Thomas Niehaus: Auf jeden Fall schon wieder Thomas Niehaus. In der Probe gerade eben mussten wir oft unterbrechen, um zu klären, wo genau das Zelt steht oder jener Darsteller in dieser und jener Szene. Um wirklich Will Reckless zu werden, muss ich das Stück durchspielen, anderthalb Stunden sprechen, handeln, mich bewegen wie er.
Woher wissen Sie eigentlich, wie dieser Will sprechen und handeln soll?

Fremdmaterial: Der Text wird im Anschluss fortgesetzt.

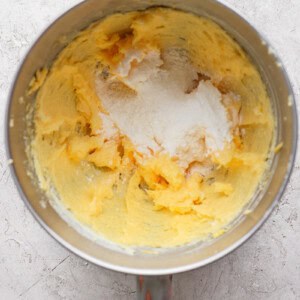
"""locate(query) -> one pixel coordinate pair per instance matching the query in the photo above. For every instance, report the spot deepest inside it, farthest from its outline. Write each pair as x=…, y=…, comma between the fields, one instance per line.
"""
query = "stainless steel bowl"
x=46, y=49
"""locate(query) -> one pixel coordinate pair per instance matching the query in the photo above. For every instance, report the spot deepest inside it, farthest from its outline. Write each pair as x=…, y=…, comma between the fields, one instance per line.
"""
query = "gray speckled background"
x=34, y=266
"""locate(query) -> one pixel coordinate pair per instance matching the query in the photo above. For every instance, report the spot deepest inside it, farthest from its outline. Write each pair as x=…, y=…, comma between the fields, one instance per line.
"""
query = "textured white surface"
x=34, y=266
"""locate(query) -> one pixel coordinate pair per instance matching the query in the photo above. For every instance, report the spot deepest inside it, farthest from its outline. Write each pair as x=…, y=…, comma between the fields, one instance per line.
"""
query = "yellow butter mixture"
x=153, y=128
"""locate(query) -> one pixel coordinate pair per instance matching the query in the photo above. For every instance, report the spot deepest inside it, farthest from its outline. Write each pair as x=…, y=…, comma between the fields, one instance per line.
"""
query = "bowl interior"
x=46, y=49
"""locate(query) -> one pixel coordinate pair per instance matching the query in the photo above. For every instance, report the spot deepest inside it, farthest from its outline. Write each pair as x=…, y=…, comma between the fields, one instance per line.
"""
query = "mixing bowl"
x=44, y=51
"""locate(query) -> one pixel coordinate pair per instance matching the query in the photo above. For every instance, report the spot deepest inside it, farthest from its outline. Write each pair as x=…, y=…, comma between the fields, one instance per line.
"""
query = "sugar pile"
x=160, y=104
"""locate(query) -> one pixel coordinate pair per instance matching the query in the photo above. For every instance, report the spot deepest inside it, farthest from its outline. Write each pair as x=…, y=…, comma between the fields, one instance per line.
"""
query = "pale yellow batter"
x=148, y=202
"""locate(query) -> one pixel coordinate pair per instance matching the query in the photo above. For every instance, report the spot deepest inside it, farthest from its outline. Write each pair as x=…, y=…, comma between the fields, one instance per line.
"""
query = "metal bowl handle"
x=154, y=287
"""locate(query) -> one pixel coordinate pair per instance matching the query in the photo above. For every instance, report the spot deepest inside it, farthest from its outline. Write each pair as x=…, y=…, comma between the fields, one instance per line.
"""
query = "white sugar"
x=165, y=111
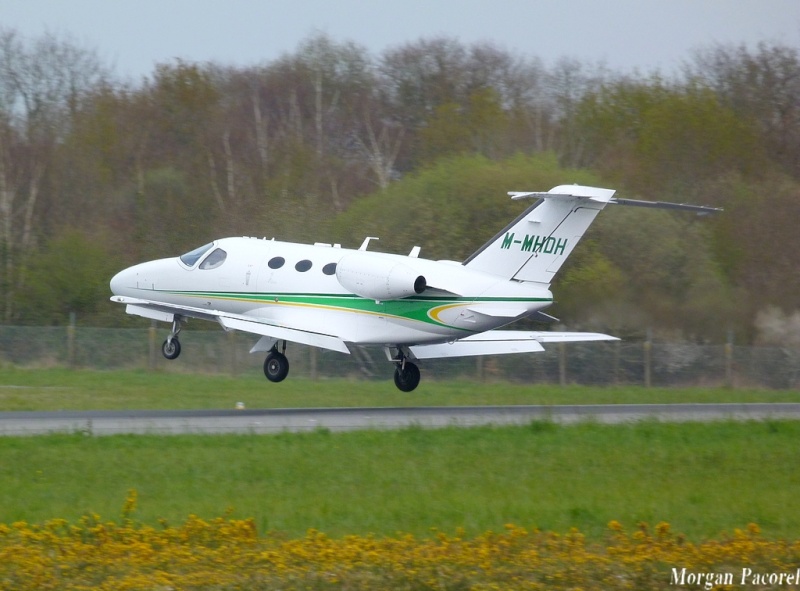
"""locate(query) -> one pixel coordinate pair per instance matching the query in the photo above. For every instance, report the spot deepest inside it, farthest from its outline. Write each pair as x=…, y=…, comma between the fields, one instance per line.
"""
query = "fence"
x=638, y=363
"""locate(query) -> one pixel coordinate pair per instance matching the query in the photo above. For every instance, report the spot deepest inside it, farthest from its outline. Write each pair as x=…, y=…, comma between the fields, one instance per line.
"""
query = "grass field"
x=701, y=478
x=61, y=389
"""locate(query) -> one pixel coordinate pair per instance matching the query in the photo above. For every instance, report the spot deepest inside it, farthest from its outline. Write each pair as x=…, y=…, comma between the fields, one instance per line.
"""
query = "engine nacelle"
x=378, y=278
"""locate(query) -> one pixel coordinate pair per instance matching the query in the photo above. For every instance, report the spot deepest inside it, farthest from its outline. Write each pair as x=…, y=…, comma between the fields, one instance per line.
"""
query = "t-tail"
x=535, y=245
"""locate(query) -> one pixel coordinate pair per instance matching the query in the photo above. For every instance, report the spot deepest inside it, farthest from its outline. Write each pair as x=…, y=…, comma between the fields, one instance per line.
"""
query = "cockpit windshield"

Durch den Text und durch die Gespräche mit dem Regisseur mache ich mir ein Bild von meiner Figur. Und dann muss ich auf die Bühne und spielen, spielen, spielen. Ausprobieren, welche Haltung, welcher Gesichtsausdruck, welche Körperlichkeit, welche Stimme zu Will passt. Man schlüpft dabei immer weiter in diese Rolle und spürt irgendwann, welche Regung, welche Bewegung stimmig ist.
Will ist schüchtern und schwächlich. Sein Bruder Jacob dagegen cool und stark. Hätten Sie diese Rolle lieber gespielt?
Nein, Will ist schon der, den ich spielen wollte in diesem Stück.
Warum?
Weil ich seine Verwandlung so spannend finde - wie aus diesem kleinen Jungen ein Monster wird, das versteinert ist und unglaublich hartherzig.